Let’s recap what we’ve covered in the last month. We’ve talked about 1) whether to save for college, 2) what type of savings account to use and 3) how much to save. This final article will provide quick tips on how to maintain and (one day) withdraw money from your college savings accounts.
5 housekeeping tips
Before you graduate from this topic, we'd like to share a few did-you-know tips and resources to help you maintain your 529 plan(s) until your kids head to college:
1. Annual Review: First, your 529 doesn't need tons of active monitoring, but you should check on it every year or so. Each state runs its own 529 plan with different investment options (you can research them here), and you don't have to choose your state's plan. So if yours stops performing well, or if a tax benefit is added or removed from your state's plan, you can always look around for another state's plan to use. You can compare fees, tax benefits and investment options for all state plans here. The 5-cap ratings here will give you a high-level sense of which state plans are good and which are just "meh" (the more caps, the better the plan). And this site will show you 5-year investment returns by plan.
2. Rollovers: You can roll over money from one 529 plan to another as often as once a year. So if you do select a new 529 plan and you'd like to keep all your college funds in one place, contact the new plan and they'll help you with the rollover process. It's a little bit tricky with tax rules though, so read more about this here before making any moves.
3. Investment Options: As James and Joseph age, you'll want their 529 investments to shift to a lower risk profile just in case there's an economic downturn right when you need to start using the savings. Do your eyes glaze over when talking about investments? If so, you might consider choosing a "target-date" or "age-based investment option" for your 529 plans. This is a mutual fund that will invest in a variety of ways for an appropriate level of risk given your child’s age. The fund will automatically move into less risky investments as college years approach. This is by far the most popular investment option among 529 account owners (though not every plan offers one). If you aren't currently using this type of fund but would like to, the IRS will let you change investment options for your 529 plan once per year.
4. Generous friends & family: Did you know 529 account owners don't have to be parents? For example, a grandparent, or even a generous friend, can also start 529 accounts for your children with their own names as the account owners.
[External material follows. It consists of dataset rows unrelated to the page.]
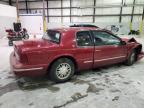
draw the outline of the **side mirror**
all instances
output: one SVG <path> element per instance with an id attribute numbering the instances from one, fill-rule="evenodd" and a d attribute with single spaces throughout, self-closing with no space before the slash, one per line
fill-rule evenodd
<path id="1" fill-rule="evenodd" d="M 125 41 L 121 41 L 121 45 L 126 45 L 126 42 Z"/>

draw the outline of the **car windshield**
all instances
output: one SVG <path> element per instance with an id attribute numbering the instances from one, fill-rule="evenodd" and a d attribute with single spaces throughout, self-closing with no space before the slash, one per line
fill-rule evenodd
<path id="1" fill-rule="evenodd" d="M 60 43 L 60 32 L 48 30 L 42 38 L 55 43 Z"/>

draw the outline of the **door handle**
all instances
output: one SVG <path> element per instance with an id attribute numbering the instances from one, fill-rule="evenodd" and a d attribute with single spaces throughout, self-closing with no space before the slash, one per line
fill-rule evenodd
<path id="1" fill-rule="evenodd" d="M 97 51 L 97 52 L 98 52 L 98 51 L 101 51 L 101 50 L 95 50 L 95 51 Z"/>

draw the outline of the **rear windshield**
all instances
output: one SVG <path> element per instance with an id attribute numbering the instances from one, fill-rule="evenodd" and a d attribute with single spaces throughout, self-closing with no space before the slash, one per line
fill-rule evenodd
<path id="1" fill-rule="evenodd" d="M 47 32 L 44 34 L 43 39 L 55 42 L 55 43 L 60 43 L 60 32 L 54 31 L 54 30 L 47 30 Z"/>

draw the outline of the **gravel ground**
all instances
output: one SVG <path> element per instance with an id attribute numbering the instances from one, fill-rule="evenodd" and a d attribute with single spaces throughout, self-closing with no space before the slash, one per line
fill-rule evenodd
<path id="1" fill-rule="evenodd" d="M 131 36 L 129 36 L 131 37 Z M 143 43 L 144 38 L 137 37 Z M 46 77 L 16 78 L 10 72 L 13 47 L 0 40 L 0 108 L 143 108 L 144 59 L 82 71 L 55 84 Z"/>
5. Automate: Last, if you haven't already, it's a great idea to set up an auto monthly payment to your 529(s) in the amount you calculated in last week's issue. This way you won't forget to save. But remember, don't hesitate to pause your college savings at any point to focus only on retirement or emergency savings if needed.
How to withdraw money
Making a withdrawal is a pretty simple process. You'll start by calling the customer service number on your account statement, or you may be able to request a withdrawal through online access to your account.
Keep in mind that you shouldn't take out more than you need to cover "qualified expenses" and that you'll need to withdraw the money in the same calendar year that you pay for things.
Money can be withdrawn and sent to:
- You, the account owner, as reimbursement for expenses already billed
- The beneficiary (the student), as a reimbursement for expenses already billed
- The school, as a direct payment for bills received
There are pros and cons with each option. For example, there are some possible tax issues with option 1 and some scholarship and financial aid complexities with option 3. There are additional tax and financial aid complexities if the withdrawn money is coming from a grandparent-owned or non-parent-owned account.
Here’s an article with more information on how to best withdraw funds.
That’s a wrap!
Thanks for joining me on this series. I hope you found the information and resources shared in these articles helpful. Please reach out if you have additional questions. The days are long but the years fly. Enjoy your kids and try not to stress about college savings.